In the Future of Voice AI series of interviews, I ask three questions to my guests:
- What problems do you currently see in Enterprise Voice AI?
- How does your company solve these problems?
- What solutions do you envision in the next 5 years?
This episode’s guest is Rebecca Greene, Co-Founder and CTO at Regal AI.
Rebecca Greene is the Co-Founder and CTO of Regal, the AI Agent Platform for enterprise contact centers. Prior to Regal, Rebecca was the Chief Product Officer at Handy (acquired by Angi) and started her tech career at Amazon. She has an MBA from Harvard and a BA from Columbia.
Recap Video
Takeaways
Regal AI builds voice agents that combine real-time AI with human-level personalization to automate high-value conversations.
Voice AI works best in industries where conversations drive value, not just cost savings.
Contact center use cases that involve emotion or complexity are more compelling for AI agents than low-stakes retail.
AI agents can outperform humans in uncomfortable tasks because they lack shame or fatigue.
Inbound support is being redefined by voice agents that actually understand intent and take action.
The real threat to IVRs isn’t better UX, it’s full obsolescence via intelligent voice agents.
Long conversations, emotional complaints, and group calls are still weak spots for AI agents.
Customers over-engineer guardrails out of fear of hallucination, then wonder why performance lags human agents.
Top-performing humans agents routinely go off-script, yet companies expect AI agents to stick to it. This creates false performance comparisons.
Real innovation starts by training agents based on top human reps, not static call scripts.
Every stage of the AI agent lifecycle—especially post-deployment—still has unsolved product gaps holding back performance and adoption.
Simulated testing is unreliable because it assumes “perfect users” but real customers are messy, emotional, and long-winded.
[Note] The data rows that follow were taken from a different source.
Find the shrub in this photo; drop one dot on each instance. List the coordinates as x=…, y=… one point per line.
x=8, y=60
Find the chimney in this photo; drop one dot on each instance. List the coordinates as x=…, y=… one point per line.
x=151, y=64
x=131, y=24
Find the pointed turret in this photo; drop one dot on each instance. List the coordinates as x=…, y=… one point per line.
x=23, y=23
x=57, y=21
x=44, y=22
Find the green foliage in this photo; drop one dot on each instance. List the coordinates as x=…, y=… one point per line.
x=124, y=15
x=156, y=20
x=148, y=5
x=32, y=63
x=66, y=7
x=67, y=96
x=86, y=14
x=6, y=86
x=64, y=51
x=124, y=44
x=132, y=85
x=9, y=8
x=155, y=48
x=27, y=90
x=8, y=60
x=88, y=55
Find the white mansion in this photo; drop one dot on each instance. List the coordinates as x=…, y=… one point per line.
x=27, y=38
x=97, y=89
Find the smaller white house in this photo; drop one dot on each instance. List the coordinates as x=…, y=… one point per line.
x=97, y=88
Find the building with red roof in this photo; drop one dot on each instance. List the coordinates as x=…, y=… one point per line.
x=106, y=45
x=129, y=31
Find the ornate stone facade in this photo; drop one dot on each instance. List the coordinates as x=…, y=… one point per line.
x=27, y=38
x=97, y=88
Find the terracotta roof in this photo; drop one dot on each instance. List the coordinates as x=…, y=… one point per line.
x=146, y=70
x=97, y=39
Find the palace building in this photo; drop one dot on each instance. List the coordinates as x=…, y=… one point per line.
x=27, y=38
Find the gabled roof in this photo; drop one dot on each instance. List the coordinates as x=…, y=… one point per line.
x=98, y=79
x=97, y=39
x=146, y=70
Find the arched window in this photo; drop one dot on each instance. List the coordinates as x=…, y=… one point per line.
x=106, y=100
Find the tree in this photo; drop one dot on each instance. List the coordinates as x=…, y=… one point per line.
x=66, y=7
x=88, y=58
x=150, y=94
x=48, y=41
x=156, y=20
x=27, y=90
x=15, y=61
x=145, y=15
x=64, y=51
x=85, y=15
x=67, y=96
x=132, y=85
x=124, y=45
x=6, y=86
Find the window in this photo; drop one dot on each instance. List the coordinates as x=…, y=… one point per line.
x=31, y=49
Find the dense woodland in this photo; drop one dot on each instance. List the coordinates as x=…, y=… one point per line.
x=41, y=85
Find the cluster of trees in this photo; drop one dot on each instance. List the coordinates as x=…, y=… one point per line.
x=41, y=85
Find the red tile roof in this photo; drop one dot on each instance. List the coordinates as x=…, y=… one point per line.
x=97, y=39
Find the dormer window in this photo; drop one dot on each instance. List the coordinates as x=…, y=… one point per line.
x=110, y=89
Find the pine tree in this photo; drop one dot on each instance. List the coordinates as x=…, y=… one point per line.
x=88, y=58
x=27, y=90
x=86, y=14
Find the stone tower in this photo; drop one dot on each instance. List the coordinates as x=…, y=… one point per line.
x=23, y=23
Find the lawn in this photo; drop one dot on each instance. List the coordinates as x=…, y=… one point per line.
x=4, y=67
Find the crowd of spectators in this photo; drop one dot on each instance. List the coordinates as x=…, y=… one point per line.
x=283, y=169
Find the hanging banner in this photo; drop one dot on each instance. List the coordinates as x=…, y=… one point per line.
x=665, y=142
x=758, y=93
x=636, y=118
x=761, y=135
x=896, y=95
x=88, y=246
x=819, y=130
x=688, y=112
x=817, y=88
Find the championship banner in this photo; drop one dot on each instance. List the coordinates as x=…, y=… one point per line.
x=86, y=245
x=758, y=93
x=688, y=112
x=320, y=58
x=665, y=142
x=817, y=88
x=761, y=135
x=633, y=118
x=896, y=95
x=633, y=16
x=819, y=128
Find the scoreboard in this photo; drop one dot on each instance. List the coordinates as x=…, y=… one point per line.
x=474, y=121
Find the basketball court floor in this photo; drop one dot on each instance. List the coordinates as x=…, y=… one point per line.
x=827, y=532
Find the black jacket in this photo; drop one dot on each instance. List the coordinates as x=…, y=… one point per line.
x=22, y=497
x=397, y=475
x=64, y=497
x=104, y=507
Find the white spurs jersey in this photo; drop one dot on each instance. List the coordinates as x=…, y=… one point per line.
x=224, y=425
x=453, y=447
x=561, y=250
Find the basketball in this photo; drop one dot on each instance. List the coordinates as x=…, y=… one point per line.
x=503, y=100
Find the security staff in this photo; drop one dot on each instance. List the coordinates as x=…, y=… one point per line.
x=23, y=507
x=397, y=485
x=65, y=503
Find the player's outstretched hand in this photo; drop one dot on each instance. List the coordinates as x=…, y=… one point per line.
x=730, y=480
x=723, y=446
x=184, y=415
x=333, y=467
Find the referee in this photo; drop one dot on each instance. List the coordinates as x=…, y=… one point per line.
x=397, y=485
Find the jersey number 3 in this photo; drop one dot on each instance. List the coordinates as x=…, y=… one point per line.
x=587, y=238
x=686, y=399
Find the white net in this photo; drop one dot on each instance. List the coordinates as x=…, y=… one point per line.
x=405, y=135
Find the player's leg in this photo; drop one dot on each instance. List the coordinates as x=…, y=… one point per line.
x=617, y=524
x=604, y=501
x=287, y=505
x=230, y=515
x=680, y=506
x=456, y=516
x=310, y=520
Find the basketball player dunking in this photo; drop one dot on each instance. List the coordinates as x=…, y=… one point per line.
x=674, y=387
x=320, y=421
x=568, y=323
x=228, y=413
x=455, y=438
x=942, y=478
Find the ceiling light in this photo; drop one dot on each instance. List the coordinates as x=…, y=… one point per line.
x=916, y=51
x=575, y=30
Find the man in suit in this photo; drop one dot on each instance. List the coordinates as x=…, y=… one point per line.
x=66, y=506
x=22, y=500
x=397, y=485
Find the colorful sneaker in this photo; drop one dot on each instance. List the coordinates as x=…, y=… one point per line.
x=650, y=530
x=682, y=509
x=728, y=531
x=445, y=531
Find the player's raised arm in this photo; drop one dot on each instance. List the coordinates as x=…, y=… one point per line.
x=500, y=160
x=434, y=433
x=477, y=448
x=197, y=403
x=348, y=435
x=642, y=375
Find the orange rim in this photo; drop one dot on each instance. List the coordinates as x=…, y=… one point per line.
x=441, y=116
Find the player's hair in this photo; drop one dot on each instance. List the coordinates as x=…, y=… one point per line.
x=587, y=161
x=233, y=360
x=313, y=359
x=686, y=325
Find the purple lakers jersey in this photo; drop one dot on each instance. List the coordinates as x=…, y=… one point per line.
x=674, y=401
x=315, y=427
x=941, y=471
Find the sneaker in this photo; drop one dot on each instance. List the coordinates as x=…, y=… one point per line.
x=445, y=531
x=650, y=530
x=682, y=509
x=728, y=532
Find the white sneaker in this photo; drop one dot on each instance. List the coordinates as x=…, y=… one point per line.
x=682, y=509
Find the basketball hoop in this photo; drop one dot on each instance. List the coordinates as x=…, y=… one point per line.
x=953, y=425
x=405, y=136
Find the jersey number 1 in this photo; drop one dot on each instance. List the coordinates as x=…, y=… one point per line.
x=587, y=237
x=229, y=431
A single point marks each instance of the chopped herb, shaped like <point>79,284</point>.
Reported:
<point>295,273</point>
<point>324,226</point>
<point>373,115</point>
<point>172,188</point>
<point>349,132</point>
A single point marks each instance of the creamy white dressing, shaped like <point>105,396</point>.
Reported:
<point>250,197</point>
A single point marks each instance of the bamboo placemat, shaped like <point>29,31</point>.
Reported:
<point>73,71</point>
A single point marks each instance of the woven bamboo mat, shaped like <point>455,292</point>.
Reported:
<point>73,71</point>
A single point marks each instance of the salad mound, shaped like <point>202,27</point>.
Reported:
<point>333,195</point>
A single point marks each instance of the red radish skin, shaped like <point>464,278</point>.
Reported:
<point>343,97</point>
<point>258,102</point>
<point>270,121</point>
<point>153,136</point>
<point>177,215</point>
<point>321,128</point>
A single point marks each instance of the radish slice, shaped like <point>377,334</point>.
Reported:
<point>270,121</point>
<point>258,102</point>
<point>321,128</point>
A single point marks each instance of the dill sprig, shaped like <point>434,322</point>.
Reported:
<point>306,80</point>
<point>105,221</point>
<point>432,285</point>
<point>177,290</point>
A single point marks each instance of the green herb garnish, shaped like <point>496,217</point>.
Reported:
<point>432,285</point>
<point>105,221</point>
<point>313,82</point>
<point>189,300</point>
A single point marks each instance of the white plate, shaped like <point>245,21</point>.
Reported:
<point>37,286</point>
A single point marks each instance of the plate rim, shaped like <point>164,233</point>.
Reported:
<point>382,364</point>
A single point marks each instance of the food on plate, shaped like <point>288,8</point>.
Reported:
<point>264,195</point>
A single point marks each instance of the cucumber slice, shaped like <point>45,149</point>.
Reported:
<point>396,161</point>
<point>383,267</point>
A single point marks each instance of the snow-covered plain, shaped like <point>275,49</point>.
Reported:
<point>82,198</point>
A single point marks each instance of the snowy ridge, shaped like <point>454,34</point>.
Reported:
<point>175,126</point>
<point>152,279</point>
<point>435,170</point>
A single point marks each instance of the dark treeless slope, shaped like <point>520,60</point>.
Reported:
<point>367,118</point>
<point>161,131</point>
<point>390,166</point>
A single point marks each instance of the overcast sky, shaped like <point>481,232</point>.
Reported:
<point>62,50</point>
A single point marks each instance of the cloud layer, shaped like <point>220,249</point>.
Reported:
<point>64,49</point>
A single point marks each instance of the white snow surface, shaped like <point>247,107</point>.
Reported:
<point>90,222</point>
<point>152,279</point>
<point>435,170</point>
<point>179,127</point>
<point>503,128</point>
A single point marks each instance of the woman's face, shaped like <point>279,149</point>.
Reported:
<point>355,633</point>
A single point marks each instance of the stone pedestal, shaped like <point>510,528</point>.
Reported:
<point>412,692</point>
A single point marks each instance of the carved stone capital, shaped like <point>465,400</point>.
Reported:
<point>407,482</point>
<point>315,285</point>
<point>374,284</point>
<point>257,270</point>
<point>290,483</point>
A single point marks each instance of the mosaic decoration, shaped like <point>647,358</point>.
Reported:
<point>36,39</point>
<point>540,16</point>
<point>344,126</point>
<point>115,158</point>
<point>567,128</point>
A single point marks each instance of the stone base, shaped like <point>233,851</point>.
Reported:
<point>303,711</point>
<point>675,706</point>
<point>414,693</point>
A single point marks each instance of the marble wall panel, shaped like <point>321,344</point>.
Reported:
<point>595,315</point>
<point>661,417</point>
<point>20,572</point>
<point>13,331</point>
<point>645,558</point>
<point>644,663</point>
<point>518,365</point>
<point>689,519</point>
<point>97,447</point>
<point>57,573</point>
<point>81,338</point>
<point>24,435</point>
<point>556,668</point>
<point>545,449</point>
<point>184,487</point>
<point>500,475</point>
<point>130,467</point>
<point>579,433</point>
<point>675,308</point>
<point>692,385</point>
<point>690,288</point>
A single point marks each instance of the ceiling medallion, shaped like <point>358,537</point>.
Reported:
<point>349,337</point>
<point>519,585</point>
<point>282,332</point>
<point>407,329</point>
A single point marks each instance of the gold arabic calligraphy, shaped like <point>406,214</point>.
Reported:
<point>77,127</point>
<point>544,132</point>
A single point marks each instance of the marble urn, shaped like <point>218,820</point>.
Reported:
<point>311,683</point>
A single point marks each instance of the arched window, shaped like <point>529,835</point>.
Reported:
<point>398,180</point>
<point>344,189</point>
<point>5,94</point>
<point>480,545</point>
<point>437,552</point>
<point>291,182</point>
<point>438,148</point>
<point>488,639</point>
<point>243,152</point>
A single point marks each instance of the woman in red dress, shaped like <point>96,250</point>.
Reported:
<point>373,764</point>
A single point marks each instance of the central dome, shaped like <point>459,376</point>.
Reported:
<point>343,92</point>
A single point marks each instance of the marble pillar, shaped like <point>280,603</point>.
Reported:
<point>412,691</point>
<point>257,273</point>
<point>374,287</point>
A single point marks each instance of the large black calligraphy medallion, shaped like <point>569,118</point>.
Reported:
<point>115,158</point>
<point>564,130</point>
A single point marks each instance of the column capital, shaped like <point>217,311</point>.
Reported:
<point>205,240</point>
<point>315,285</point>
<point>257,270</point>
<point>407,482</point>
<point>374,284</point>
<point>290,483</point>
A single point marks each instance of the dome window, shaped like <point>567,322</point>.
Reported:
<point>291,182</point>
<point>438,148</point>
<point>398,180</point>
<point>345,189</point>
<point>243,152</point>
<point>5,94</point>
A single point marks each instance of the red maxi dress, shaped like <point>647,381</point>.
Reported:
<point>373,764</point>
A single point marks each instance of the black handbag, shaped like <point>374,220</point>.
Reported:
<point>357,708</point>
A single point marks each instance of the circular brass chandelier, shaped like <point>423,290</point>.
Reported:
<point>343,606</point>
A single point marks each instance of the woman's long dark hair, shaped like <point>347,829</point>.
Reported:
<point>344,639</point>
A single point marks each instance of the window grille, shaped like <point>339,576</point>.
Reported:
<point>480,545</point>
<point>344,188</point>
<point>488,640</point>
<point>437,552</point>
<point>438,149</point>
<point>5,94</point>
Agent testing and improvement today is more product design than engineering—continuous iteration is the norm.
Most enterprise customers aren’t equipped to build or manage AI agents without hands-on help, even if they are tech savvy.
Prompts for production agents are wildly different from ChatGPT-style usage and most contact center leaders don’t realize the complexity.
Regal’s approach includes embedding engineers to co-build with customers, showing that hands-on support is still a differentiator in Voice AI.
Rebecca predicts 90% of contact center voice interactions will be AI-led within five years, unless regulators step in.
AI agents won’t just match human performance, they’ll eventually surpass it with personalization, memory, and scalability.
Future agents won’t just optimize for the “average” customer—they’ll dynamically shift tone and pacing based on individual behavior.
Voice interfaces will move from the call center to the product itself and embed real-time conversation into apps as a core feature.